Migraine in patients with Patent Foramen Ovale: is there a link?

Corresponding Author:

Federico Cacciapuoti
Department of Internal Medicine
"L. Vanvitelli" University of Campania
Naples, Italy
E-mail: fulvio.cacciapuoti@gmail.com

Received Date: August 10, 2020, Accepted Date: August 24, 2020, Published Date: August 30, 2020

Abstract

Background: PFO is a hole between right and left atrium, that is normally present in human fetus, but that sometimes persists in adulthood. Migraine is a neurological disorder frequent in adult patients having Patent Foramen Ovale (PFO). Methods and Results: A variety of clinical manifestations, such as migraine (with or without aura), TIA or cryptogenetic stroke can be present in adult patients with PFO persistence. Echographic findings for diagnosis and percutaneous closure with an Amplazer or other devices for migraine improvement were described. Nevertheless, while some studies report a significant improvement of migraine after PFO closure, other trials refer uncertain or negative results on migraine symptoms after the placement of Amplazer or other devices inducing PFO closure.

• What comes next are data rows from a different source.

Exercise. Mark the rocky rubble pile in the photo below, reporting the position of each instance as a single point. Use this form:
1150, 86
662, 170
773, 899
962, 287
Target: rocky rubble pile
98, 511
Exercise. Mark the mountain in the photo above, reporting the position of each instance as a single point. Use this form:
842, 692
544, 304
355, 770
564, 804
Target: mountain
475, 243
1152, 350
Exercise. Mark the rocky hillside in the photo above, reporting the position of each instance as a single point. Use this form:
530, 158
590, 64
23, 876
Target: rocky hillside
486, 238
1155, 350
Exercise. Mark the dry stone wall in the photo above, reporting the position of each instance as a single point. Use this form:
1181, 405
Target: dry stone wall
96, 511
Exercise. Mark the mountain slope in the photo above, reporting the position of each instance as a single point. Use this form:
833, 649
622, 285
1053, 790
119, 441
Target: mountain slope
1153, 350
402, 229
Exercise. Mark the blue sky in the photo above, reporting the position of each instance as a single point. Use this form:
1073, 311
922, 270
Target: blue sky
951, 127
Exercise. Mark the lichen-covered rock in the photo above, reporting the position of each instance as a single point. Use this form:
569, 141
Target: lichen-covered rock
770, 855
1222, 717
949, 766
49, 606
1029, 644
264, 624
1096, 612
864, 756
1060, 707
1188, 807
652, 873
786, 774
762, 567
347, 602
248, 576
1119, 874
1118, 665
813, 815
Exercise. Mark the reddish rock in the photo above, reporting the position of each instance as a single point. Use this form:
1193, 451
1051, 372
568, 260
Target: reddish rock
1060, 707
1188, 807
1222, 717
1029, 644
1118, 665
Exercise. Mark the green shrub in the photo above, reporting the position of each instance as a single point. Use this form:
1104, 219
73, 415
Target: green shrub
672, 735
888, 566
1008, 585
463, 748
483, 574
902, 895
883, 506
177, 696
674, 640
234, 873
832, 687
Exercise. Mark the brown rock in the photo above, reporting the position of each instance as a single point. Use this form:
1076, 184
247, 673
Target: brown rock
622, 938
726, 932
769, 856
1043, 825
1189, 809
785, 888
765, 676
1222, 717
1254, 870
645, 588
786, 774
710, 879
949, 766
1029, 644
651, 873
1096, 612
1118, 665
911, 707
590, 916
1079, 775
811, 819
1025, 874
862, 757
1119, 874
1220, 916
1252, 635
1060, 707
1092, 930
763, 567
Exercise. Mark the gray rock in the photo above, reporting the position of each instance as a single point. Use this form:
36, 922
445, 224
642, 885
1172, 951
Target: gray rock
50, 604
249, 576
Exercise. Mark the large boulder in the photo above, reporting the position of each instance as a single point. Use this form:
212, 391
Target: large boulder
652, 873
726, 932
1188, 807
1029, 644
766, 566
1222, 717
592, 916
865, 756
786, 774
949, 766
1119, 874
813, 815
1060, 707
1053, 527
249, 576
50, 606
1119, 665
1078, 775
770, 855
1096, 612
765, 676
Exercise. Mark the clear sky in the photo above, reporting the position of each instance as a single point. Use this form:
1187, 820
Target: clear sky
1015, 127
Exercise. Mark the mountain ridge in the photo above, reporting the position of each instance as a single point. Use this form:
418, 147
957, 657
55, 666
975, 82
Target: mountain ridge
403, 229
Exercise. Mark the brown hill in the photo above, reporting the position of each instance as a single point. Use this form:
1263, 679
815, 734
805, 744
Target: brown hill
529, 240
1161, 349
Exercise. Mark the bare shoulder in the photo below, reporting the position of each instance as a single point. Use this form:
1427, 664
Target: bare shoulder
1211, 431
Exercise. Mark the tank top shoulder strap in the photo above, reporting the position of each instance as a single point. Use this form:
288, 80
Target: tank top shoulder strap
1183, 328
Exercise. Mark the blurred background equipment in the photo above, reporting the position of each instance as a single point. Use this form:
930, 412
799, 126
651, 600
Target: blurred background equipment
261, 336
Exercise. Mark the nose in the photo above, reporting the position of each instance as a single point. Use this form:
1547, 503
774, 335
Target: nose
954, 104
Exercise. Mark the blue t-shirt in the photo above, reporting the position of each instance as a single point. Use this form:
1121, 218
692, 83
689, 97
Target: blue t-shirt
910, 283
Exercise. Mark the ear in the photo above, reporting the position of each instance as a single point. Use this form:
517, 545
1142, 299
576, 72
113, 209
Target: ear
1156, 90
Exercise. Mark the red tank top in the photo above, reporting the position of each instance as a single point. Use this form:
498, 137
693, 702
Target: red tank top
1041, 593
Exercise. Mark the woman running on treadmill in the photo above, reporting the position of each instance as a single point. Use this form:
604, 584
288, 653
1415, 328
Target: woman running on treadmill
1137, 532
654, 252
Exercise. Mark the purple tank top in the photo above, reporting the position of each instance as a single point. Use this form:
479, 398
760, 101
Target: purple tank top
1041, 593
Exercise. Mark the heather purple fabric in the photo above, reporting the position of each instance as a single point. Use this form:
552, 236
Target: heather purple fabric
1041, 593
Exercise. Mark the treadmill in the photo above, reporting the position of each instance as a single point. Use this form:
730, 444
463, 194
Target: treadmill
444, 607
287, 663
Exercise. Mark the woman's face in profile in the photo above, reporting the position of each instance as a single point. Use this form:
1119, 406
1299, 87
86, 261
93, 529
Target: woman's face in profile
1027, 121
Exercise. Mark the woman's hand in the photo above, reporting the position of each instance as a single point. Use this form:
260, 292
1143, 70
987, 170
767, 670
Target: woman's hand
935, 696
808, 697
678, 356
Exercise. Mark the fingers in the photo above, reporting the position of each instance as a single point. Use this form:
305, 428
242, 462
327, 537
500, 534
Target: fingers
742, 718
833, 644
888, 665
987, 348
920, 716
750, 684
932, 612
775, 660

Conclusion: These uncertain results indicate the relationship between PFO and migraine not is clear and the evidences obtained till now testify both for causal or casual account between two events.

Keywords

Migraine; Patent Foramen Ovale (PFO); Right-to-left shunt; Contrast medium; Microbubbles; Amplazer or other devices

Abbreviation List

PFO: Patent Foramen Ovale; TIA: Transient Ischemic Attack; TTE: Trans-Thoracic Echocardiography; TEE: Trans-Esophageal Echocardiography; TCDE: Trans-Cranial-Doppler Echography; LV: Left Ventricle; 5-HT:5 Hydroxy-Tryptamine; MIST: Migraine Intervention with STARflex Techonogy; PRIMA: Percutaneous closure in migraine with Aura; PREMIUM: Prospective Randomized investigation to Evaluate Incidence of headache reduction in subjects with Migraine and PFO Using the AMPLAZER PFO occlude the medical Management.

Introduction

Migraine is a neurological disorder, frequently marked by recurrent headache with throbbing pain interesting one side of the head that may extend to both sides. That usually lasts from four hours to three days. It is often accompanied by nausea, vomiting and sensitivity to light or sound, and is sometimes preceded by aura and followed by fatigue [1]. Some migraneurs will have many or all the symptoms of migraine with “aura”. Aura consists of one or more focal neurological symptoms, such as visual sensory or speech disturbances. This occurs in about 15-30% of migraineurs and happens shortly before a migraine attack. They range from seeing sparks, bright dots, and zig-zags to tingling on one side of the body or on inability to speak clearly and usually last 20-60 minutes [2]. Migraine is three-times more common in women than in men and its prevalence peaks at 40 years of age [3]. migraine are reported in Table 1 [4,5].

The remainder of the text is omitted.